Hard shoes running on concrete. The waitress sat like my mother right in front of her. My mom put her forehead on her now sweatered back. The slightly older waitress had a teeny tiny pistol pulled out of her sachel pocketbook as she stood up behind the register, popped open the drawer and put the money in it. My brother's eyes widened open. She pointed the butt end of the pistol at him and said, "This is not what it looks like Mr."
"Okay," he nodded, then gave an evil villian grin, shook his head, smiled, and fainted.
The older waitress said, "Oh God," tossed the pistol and the sachel into a towel bag open on a hotel tray rack and carried my brother into the kitchen. She crouch walked back to the table area, took her own pulse, looked at her wristwatch, and swallowed hard a couple times. "MA," the younger waitress hoarsely whisper yelled. "WHAT?" She snapped back. "Drink some of the watah."
"On the floor?"
She gave the that's cockamamey look like I'd tell you to drink the water on the floor but go ahead if you need to.

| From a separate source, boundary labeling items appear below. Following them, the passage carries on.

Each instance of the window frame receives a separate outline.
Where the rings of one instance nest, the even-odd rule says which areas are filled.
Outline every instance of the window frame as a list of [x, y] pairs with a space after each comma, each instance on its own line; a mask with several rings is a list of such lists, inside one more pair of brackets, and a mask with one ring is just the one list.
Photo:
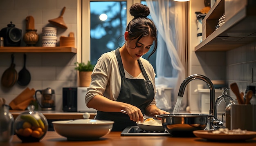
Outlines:
[[[78, 62], [87, 62], [90, 60], [90, 2], [94, 1], [118, 1], [124, 0], [78, 0], [77, 22], [77, 58]], [[137, 2], [141, 2], [141, 0], [126, 0], [127, 7]], [[126, 9], [126, 24], [132, 19], [129, 12], [129, 9]]]

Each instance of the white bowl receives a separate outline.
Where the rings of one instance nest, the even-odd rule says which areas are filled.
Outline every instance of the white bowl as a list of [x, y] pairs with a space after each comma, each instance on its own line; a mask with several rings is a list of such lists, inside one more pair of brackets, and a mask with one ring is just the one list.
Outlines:
[[162, 125], [162, 121], [159, 119], [155, 119], [158, 124], [151, 125], [148, 124], [143, 122], [141, 123], [140, 121], [136, 122], [136, 124], [141, 128], [147, 131], [164, 131], [164, 128]]
[[60, 135], [67, 137], [67, 140], [84, 141], [99, 139], [109, 133], [113, 127], [114, 121], [90, 119], [54, 121], [54, 130]]

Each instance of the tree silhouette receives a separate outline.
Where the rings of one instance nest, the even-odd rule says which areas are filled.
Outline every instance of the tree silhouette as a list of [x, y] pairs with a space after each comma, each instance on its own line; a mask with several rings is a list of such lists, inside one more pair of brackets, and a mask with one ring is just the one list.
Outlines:
[[[126, 22], [126, 13], [124, 13], [122, 8], [126, 7], [126, 2], [115, 2], [108, 5], [107, 10], [103, 11], [108, 15], [106, 21], [99, 19], [99, 15], [91, 12], [91, 32], [97, 29], [103, 31], [100, 38], [96, 38], [91, 34], [91, 61], [95, 64], [100, 56], [103, 53], [115, 49], [120, 46], [124, 42], [121, 37], [124, 33]], [[117, 7], [118, 6], [118, 7]], [[120, 8], [117, 9], [117, 7]], [[110, 47], [108, 44], [113, 44]]]

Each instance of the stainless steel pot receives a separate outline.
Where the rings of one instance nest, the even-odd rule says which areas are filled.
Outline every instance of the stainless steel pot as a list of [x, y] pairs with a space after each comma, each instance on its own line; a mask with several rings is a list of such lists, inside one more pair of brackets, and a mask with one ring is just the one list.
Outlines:
[[162, 124], [168, 133], [173, 136], [195, 136], [193, 131], [204, 130], [207, 127], [208, 118], [213, 115], [180, 113], [156, 115], [161, 119]]

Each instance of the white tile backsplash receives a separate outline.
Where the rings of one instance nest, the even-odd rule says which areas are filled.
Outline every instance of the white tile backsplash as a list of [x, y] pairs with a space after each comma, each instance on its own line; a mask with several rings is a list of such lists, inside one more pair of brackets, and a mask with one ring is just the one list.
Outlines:
[[[203, 0], [191, 1], [191, 21], [190, 22], [190, 34], [196, 34], [196, 18], [194, 12], [199, 11], [199, 3]], [[256, 42], [227, 52], [198, 52], [195, 53], [195, 47], [198, 44], [196, 37], [190, 36], [189, 39], [189, 65], [188, 75], [198, 73], [207, 77], [211, 80], [224, 80], [228, 87], [232, 82], [236, 82], [239, 88], [244, 92], [248, 85], [256, 86]], [[251, 68], [254, 70], [253, 82], [251, 81]], [[191, 111], [198, 110], [196, 99], [198, 95], [194, 92], [199, 83], [191, 82], [189, 83], [188, 101]], [[206, 88], [207, 87], [204, 87]], [[230, 95], [235, 97], [233, 92]]]
[[[66, 7], [63, 20], [68, 27], [64, 29], [50, 24], [48, 20], [60, 16], [64, 7]], [[35, 29], [39, 39], [36, 46], [42, 46], [42, 29], [45, 27], [57, 28], [57, 46], [59, 37], [67, 36], [70, 32], [75, 34], [76, 41], [76, 0], [0, 0], [0, 30], [7, 27], [11, 21], [15, 27], [22, 30], [22, 36], [26, 33], [26, 17], [33, 17]], [[76, 45], [76, 42], [75, 45]], [[21, 46], [26, 44], [22, 39]], [[51, 48], [49, 48], [49, 49]], [[5, 99], [9, 104], [26, 88], [35, 90], [49, 87], [56, 93], [56, 110], [62, 110], [62, 87], [76, 86], [77, 72], [74, 69], [76, 62], [76, 54], [66, 53], [26, 53], [26, 67], [31, 75], [31, 80], [26, 86], [16, 83], [6, 88], [0, 86], [0, 97]], [[0, 75], [9, 67], [11, 63], [11, 53], [0, 53]], [[23, 53], [15, 53], [14, 63], [18, 73], [23, 67]]]

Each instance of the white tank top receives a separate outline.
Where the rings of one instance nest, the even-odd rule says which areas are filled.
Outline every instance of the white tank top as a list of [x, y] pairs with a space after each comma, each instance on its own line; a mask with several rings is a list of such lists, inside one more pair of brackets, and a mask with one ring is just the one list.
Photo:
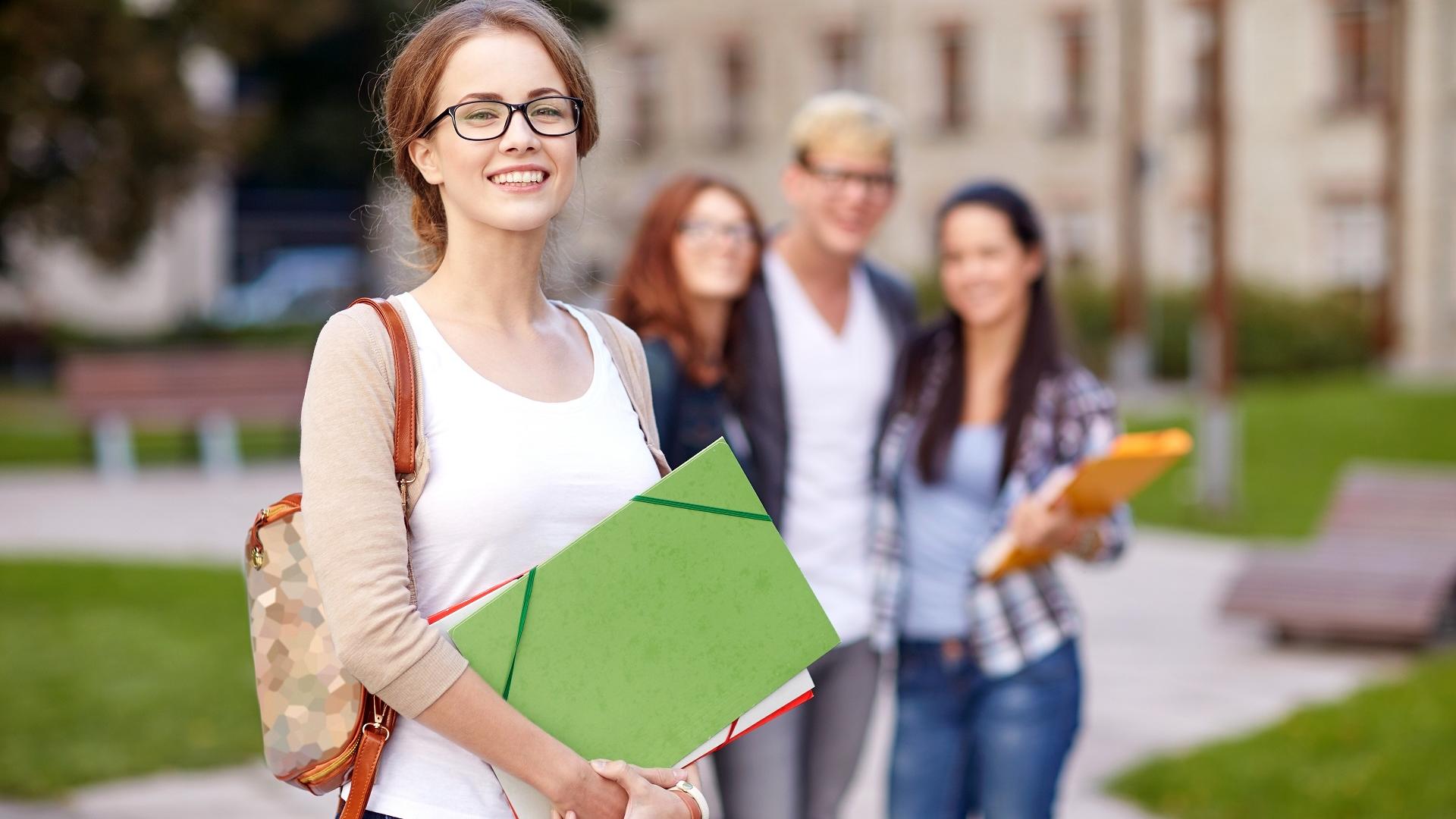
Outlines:
[[[419, 612], [431, 615], [545, 561], [652, 485], [657, 466], [596, 325], [591, 386], [542, 402], [476, 373], [430, 316], [400, 302], [419, 351], [430, 477], [409, 519]], [[399, 718], [368, 809], [400, 819], [513, 819], [491, 767]]]

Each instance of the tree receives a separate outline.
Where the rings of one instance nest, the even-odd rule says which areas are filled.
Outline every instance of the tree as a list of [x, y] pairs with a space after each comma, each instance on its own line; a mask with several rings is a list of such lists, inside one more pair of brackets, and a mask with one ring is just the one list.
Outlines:
[[[597, 1], [552, 4], [579, 26], [606, 20]], [[205, 157], [278, 169], [280, 147], [304, 146], [313, 162], [358, 154], [373, 134], [358, 83], [414, 9], [408, 0], [0, 3], [0, 267], [15, 229], [79, 239], [119, 265]], [[364, 36], [335, 36], [348, 63], [333, 66], [329, 83], [294, 73], [320, 38], [342, 32]], [[259, 95], [236, 115], [198, 111], [183, 76], [198, 47], [285, 93]], [[284, 182], [310, 181], [307, 156], [281, 166]]]

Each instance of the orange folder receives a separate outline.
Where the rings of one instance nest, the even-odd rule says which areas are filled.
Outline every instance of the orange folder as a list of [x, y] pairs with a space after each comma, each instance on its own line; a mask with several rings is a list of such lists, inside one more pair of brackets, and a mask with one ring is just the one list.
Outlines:
[[[1192, 436], [1179, 428], [1123, 434], [1105, 455], [1054, 471], [1037, 487], [1035, 495], [1048, 506], [1067, 503], [1079, 517], [1101, 517], [1143, 491], [1191, 450]], [[984, 580], [1000, 580], [1050, 557], [1022, 548], [1009, 530], [1002, 530], [977, 558], [976, 571]]]

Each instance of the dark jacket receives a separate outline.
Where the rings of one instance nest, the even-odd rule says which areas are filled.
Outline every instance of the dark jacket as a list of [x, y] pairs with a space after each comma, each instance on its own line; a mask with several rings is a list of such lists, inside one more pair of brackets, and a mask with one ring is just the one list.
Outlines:
[[721, 437], [732, 447], [744, 472], [751, 477], [750, 447], [744, 440], [743, 426], [728, 404], [722, 382], [706, 386], [695, 383], [664, 338], [644, 338], [642, 351], [646, 354], [648, 376], [652, 380], [652, 410], [667, 463], [677, 469]]
[[[869, 289], [895, 345], [914, 329], [914, 294], [898, 278], [865, 261]], [[763, 277], [744, 296], [741, 324], [732, 340], [732, 404], [751, 444], [754, 490], [773, 520], [783, 528], [783, 493], [788, 478], [788, 410], [783, 404], [783, 367], [773, 329], [773, 303]], [[887, 385], [888, 386], [888, 385]]]

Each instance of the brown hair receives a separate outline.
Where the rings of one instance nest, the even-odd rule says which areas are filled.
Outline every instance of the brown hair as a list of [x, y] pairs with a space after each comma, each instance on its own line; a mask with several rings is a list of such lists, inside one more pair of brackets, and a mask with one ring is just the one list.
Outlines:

"This water?" She patted a bar towel in the water on the floor and patted it onto her forehead as she sat down under the table facing the street. She pulled a lemon from her apron pocket and bit off an end; spit out the peeling; and sucked out some of it's juice. Only the sound of AC in an office somewhere not far from the kitchen could be heard. And a woman sucking on a lemon. Then more footsteps.
"That's the wino," she said. "Let's see what 'harmless' does."
The wino soft shoed like a silent movie burglar picked Dad up by the trenchcoat lapels and put his face right in Dad's and yelled BOOOOOO! My Dad stayed limp, then as the wino was putting his head back on the ground my father's hand stabbed at him with a golden pen. Iisssshh that post to OW me lazy man sleephiccupinghiccupinstreethiccup
Broad DAYLIGHT
People with apartment listings sidestepped the brawl. And in nylons and flat heels clustered momentarily then agreed, no. They let the sheets of apartment listings fall into an oily puddle.
Our Dad had gotten to his feet and the trenchcoat slipped off into its own puddle and his cufflinks were in mama's purse so his skinny arms stuck out of his shirt sleeves and he
HAS THE PEN the waitress mouthed with a sour pucker face.
The wino rocked himself side to side, threw his arms up like a boxer, then let them fall, started to walk away, then wielded around with a dagger drawn. Our father kicked off one shoe and barefoot picked at the heel of the other one. Off revealed one work sock with his big toe totally sticking out but he backed that heel into the box of books and stretched out the wrist the size of a baseball and reached the other hand over and took the pen from himself. "Is this the gaguy?" He was squinting and lips unfurling from baby cry as he asked the neighborhood.
"Yeah! That's the one," the waitress yelled back.
Dad pointed the pensword.
The younger waitress pushed mom back as she peeked outside. "Ma, he's got a knife."
"No. It's a pen."
"The other guy. The winO."
"Oh."
Another gunshot. Mom pushed the younger waitress out of the doorway. She crawled halfway out the doorway and knelt and put her hands around her voice and yelled, "HONEY, RUUUUUN, OVER HERE."